| Comments

FinagleCon was held at TwitterHQ in San Francisco. It is refreshing to see a nice working atmosphere with free food and drinks. Now for the contents.

Twitter’s RPC framework, Finagle, has been in production since August 2010 and has over 140 contributors. In addition to Twitter, it has been adopted by many large companies such as SoundCloud. Initially written in Java with FP constructs (monads, maps, etc.) all over, it was soon after rewritten in Scala.

Finagle is based on three core concepts: Simplicity, Composability, and Separation of Concerns. These concepts are shown through three primitive building blocks: Future, Service, and Filter.

  • Futures provide an easy interface to create asynchronous computation and to model sequential or asynchronous data-flows.
  • Services are functions that return futures, used to abstract away, possibly remote, service calls.
  • Filters are essentially decorators and are meant to contain modular blocks of re-usable, non-business logic. Example usages are LoggingFilter and RetryingFilter.

The use of Futures makes it easy to test asynchronous computations. Services and filters both can be created separately, each containing their specialized logic. This modularity makes it easy to test and reason about them separately. Services and filters are easily composed, just like functions do, which makes it convenient to test chains. Services and filters are meant to separate behaviour from domain logic.

As amazing as Finagle is, there are some things one should be aware of. To create a really resilient application with Finagle one has to be an expert in its internals. Many configuration parameters influence each other, e.g. queue size and time-outs. With a properly tuned setup Finagle is properly fast and resilient (the defaults are good as well, mind you). As most data centres are heterogenous in their setup, faster machines are added to the pool, and other conditions change, one has to keep attention to the tuning continuously in order to maintain optimal performance.

Some general advice, watch out for traffic amplification due to retries, keep your timeouts low so retry is useful, but not as low that you introduce spurious timeouts.

For extra points, keep hammering your application until it breaks, find out why it breaks, fix it, and repeat.

The future

In addition to this heads up we were also given a nice insight in the upcoming things for Finagle.
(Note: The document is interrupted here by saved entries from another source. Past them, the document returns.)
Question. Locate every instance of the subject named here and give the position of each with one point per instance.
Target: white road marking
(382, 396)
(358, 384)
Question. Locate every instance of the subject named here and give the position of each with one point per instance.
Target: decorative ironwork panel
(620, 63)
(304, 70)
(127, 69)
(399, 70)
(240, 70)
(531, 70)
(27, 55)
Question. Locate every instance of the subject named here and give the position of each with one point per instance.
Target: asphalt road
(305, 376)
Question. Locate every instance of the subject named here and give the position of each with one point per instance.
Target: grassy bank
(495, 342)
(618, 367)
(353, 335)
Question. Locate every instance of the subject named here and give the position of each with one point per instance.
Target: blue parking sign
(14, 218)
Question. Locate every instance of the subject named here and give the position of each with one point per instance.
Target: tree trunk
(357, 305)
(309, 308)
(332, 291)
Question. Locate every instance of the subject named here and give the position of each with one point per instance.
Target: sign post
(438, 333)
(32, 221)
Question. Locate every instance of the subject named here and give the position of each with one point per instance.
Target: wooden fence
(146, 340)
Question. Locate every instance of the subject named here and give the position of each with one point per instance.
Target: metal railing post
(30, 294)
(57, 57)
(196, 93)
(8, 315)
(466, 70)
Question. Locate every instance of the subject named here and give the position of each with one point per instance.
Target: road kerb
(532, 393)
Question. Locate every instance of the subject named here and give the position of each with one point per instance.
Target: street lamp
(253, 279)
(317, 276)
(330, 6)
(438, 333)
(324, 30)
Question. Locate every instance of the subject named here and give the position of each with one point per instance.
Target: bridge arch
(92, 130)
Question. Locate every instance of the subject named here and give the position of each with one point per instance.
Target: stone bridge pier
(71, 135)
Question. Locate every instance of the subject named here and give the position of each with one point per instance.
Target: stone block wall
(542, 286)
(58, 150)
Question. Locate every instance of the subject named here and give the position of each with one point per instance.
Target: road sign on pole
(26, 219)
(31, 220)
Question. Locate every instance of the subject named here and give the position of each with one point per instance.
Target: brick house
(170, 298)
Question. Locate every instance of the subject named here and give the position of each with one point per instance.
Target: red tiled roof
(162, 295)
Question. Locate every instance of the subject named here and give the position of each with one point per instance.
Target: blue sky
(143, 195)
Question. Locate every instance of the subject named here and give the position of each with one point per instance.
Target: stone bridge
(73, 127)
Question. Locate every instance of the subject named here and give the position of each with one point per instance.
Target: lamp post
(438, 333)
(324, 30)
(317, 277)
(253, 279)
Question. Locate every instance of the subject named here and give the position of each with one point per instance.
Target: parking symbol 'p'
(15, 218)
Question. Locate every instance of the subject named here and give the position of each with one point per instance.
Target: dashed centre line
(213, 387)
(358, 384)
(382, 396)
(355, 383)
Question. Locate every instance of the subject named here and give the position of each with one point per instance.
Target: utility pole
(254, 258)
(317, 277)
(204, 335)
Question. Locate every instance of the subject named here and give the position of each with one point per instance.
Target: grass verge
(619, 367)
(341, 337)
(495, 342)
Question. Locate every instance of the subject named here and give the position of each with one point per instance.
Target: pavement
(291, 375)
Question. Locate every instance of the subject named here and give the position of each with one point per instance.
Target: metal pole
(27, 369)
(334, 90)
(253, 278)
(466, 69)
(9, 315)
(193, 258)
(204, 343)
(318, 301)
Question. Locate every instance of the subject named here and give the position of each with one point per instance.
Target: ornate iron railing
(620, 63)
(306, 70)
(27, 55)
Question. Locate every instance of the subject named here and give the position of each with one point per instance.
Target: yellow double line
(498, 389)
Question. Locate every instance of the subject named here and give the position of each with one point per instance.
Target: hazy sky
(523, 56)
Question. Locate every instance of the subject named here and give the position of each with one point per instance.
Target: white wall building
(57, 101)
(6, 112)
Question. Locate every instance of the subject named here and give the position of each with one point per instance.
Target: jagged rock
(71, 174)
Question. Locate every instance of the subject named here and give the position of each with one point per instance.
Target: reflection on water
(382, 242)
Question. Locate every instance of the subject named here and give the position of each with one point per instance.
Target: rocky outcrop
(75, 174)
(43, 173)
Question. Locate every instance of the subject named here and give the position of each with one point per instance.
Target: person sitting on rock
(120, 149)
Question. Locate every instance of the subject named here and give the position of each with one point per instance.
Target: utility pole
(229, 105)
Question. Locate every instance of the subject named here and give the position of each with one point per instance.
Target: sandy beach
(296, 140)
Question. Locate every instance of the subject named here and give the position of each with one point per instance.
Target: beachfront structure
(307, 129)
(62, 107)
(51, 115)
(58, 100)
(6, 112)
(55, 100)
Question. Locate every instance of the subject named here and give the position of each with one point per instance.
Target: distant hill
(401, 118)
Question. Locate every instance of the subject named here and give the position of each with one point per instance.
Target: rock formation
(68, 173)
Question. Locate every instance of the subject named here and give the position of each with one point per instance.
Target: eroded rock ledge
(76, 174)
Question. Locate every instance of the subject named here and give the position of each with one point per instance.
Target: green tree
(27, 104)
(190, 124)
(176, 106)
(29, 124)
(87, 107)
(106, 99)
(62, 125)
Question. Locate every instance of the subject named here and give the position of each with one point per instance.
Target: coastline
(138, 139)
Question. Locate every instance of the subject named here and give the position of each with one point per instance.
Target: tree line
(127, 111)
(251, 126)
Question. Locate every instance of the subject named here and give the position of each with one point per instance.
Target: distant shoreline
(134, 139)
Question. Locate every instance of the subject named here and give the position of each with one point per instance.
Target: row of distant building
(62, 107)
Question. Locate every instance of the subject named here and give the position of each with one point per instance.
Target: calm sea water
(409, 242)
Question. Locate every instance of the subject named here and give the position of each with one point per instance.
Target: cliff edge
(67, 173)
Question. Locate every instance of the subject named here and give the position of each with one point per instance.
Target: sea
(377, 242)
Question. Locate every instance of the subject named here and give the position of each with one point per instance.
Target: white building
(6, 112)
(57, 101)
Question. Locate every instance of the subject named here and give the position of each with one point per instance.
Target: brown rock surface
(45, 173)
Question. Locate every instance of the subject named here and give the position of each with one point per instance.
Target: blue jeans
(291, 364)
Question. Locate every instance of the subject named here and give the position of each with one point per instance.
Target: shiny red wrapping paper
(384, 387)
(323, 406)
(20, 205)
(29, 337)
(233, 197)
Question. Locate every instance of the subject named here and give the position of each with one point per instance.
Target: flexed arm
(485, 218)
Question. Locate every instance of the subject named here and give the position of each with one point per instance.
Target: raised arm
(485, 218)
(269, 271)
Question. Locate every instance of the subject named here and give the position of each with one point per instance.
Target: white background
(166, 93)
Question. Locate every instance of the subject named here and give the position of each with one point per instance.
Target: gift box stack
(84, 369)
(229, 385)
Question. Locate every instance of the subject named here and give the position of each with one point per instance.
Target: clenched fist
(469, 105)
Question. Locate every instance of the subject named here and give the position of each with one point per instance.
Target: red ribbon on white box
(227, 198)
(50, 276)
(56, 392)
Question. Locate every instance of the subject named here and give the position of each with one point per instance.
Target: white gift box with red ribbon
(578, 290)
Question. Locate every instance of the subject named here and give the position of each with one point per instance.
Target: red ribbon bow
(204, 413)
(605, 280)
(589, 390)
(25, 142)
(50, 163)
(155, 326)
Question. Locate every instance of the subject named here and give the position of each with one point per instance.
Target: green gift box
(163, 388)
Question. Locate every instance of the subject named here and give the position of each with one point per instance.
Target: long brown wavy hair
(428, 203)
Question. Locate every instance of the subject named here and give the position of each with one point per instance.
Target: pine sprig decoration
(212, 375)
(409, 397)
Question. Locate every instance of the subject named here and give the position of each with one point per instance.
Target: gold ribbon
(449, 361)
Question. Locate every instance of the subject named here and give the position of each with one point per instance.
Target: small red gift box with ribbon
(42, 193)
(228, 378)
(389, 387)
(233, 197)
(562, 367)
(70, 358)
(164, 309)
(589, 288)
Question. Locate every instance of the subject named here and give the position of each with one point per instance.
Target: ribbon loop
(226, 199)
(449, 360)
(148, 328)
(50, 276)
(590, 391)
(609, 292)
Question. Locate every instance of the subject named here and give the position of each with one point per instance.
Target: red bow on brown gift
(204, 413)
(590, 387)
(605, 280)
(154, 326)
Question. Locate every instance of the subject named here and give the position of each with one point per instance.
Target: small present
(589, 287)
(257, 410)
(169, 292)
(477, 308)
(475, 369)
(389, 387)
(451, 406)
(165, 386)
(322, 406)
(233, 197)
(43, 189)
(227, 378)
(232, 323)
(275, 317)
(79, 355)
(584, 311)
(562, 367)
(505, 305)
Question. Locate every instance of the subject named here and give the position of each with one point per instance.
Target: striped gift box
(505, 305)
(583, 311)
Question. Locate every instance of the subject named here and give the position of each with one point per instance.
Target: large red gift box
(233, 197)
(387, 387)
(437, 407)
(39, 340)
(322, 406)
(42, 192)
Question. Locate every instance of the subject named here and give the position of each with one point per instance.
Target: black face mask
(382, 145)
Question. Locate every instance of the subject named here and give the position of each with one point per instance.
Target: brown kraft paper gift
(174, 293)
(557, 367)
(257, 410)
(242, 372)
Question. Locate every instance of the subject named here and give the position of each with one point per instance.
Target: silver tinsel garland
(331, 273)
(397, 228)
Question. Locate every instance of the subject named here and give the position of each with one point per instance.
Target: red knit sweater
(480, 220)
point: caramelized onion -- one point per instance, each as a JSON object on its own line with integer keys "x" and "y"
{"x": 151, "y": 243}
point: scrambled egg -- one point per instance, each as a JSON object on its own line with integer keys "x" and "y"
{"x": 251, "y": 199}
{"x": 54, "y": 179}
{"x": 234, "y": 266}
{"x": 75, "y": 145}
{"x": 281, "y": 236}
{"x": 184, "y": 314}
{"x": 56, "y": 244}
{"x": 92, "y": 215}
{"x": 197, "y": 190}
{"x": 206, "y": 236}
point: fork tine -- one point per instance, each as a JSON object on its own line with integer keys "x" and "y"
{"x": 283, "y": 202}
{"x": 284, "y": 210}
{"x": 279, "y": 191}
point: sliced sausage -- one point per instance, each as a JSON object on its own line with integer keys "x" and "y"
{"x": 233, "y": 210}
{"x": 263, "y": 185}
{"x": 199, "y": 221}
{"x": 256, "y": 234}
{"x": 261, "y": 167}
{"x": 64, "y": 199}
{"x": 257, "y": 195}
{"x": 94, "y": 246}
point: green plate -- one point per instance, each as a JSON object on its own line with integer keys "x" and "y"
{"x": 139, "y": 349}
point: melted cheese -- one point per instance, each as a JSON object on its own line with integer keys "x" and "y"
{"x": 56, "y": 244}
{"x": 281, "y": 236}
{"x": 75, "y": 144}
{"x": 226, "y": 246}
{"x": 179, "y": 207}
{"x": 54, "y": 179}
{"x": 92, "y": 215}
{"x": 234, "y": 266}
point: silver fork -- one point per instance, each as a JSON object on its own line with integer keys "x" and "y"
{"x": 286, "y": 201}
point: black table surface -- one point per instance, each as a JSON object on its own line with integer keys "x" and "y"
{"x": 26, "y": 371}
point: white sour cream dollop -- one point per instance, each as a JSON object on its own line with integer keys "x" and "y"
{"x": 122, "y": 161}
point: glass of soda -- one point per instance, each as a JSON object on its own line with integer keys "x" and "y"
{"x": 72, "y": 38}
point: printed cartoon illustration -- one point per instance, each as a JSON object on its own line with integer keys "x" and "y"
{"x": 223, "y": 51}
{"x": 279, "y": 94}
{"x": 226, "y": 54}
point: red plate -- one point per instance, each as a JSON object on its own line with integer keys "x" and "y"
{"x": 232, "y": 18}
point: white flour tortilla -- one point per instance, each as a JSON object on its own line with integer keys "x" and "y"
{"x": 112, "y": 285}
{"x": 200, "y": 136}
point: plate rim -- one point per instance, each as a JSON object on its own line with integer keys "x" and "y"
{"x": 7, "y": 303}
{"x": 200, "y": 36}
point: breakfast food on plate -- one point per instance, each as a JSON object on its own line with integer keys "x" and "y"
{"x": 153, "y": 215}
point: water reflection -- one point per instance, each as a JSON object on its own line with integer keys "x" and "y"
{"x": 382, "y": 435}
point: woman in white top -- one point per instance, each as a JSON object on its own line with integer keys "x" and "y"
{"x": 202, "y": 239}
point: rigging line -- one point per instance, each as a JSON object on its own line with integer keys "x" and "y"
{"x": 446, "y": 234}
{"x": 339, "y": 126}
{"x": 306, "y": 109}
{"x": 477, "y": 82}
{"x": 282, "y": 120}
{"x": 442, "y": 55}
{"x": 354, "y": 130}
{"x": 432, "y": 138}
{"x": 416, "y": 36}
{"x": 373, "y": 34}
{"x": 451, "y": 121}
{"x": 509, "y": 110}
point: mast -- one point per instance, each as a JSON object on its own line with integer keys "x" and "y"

In order to make more informed decision, we will get a new Failure type which contains more information instead of ‘just’ a Throwable. In this new Failure, an added field indicates whether it is safe to retry.

There are several issues with the current way of fine-tuning Finagle, as mentioned, you need to be an expert to use all the configuration parameters properly. Next to this the configuration is static and doesn’t take into account changing environments and behaviour of downstream services. Because the tuning of the parameters is tightly coupled with the implementation of Finagle it is also hard to change the implementation significantly without significant re-tuning.

In order to battle the last two points, Finagle will introduce Service Level Objectives (SLO). The SLO is a higher-level goal that Finagle should strive to reach instead of low-level hardcoded parameters. What these SLO will be exactly is not yet known.

The community

The Finagle team will synchronize the internal Finagle repository with the Github repository every Monday. They will strive to publish a snapshot version of the change as well.

For someone looking to write his own protocol to connect to his service, finagle-serial is a nice project to start with. It is small enough to grasp within a day but big enough to be non-trivial.

It was found that the ParGCCardsPerStrideChunk garbage collection option, available from 7u40, can halve GC times on large heaps. It is recommended to try this parameter. Tuning seems to be hard to do and is generally done by copying a ‘known good set’ of parameters.

Scrooge is a good utility to use for Thrift and Scala as it is aware of Scala features such as Traits and Objects and can generate relevant transformations for them.

When you want to connect to multiple data-centres from a single data-centre one can use LatencyCompensation to include latency times.